Anne Hidalgo demande à l'Etat de "mettre à l'abri dans des conditions dignes" les migrants présents dans des campements de fortune au nord de Paris. "En colère", la maire de Paris interpelle sur une situation "alarmante".

"Cela ne peut plus durer". Anne Hidalgo a fait part de sa "colère" ce mardi dans une série de messages publiés sur Twitter. La maire de Paris s'est rendue ce mardi dans le nord de Paris où se sont reformés des campements de migrants malgré plusieurs évacuations.

"La situation porte de La Chapelle et porte d'Aubervilliers est une fois encore alarmante. Un millier de femmes et d'hommes réfugiés dorment dans des campements de rue et sur les talus du périphérique, dans des conditions inhumaines, en attendant leur prise en charge par l'Etat", écrit Anne Hidalgo.

A cette situation complexe s'ajoute la présence de toxicomanes à proximité sur "la colline du crack" déplore la maire de Paris.

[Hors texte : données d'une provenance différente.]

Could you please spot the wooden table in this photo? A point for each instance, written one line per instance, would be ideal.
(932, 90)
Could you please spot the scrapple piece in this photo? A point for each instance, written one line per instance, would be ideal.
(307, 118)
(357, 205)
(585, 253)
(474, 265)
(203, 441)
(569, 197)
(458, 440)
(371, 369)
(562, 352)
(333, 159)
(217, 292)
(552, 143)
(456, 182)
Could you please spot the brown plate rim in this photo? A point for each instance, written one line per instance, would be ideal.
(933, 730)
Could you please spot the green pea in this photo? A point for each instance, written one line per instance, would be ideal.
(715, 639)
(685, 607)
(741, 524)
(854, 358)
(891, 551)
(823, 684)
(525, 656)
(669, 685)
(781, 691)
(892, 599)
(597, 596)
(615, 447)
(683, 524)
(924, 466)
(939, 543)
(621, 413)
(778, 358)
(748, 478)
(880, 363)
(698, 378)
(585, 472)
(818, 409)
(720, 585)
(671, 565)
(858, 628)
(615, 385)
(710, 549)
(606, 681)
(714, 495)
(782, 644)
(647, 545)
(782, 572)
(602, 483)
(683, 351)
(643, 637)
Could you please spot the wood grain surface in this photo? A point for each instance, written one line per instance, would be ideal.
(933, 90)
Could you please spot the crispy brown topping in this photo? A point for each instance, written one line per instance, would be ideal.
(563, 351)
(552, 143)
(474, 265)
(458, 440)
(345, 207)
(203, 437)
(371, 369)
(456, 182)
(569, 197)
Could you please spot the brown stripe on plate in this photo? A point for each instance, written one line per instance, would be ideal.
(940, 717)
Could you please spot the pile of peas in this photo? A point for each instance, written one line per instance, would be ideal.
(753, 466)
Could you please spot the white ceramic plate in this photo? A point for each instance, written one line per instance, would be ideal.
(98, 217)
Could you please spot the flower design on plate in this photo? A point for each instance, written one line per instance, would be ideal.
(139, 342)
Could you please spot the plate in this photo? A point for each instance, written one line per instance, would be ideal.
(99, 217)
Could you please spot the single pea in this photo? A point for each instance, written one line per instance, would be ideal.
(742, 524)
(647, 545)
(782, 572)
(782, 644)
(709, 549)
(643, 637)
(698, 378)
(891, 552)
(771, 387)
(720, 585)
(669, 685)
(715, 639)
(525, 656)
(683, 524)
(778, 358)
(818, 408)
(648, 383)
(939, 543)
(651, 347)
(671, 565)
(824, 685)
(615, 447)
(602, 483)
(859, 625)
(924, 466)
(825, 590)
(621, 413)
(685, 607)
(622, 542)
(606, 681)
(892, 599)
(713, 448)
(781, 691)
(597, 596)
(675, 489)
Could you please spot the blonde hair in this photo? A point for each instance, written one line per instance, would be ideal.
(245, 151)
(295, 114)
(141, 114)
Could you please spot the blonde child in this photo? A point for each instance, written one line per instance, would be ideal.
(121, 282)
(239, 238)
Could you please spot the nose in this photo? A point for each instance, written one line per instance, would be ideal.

"Je suis en colère, une colère froide. Je ne comprends pas pourquoi l'Etat laisse ainsi prospérer le chaos aux portes de la capitale de la France", poursuit Anne Hidalgo rappelant que la mise à l'abri des migrants est de la compétence de l'Etat.

Une centaine d'arrivées chaque semaine

La maire de Paris insiste sur "les aides d'urgence" déployées par les associations et la Ville mais estime que "la situation n'a fait qu'empirer" depuis la fermeture du centre d'accueil humanitaire de la porte de la Chapelle il y a un an. Anne Hidalgo s'inquiète de voir les campements grandir dans les prochaines semaines.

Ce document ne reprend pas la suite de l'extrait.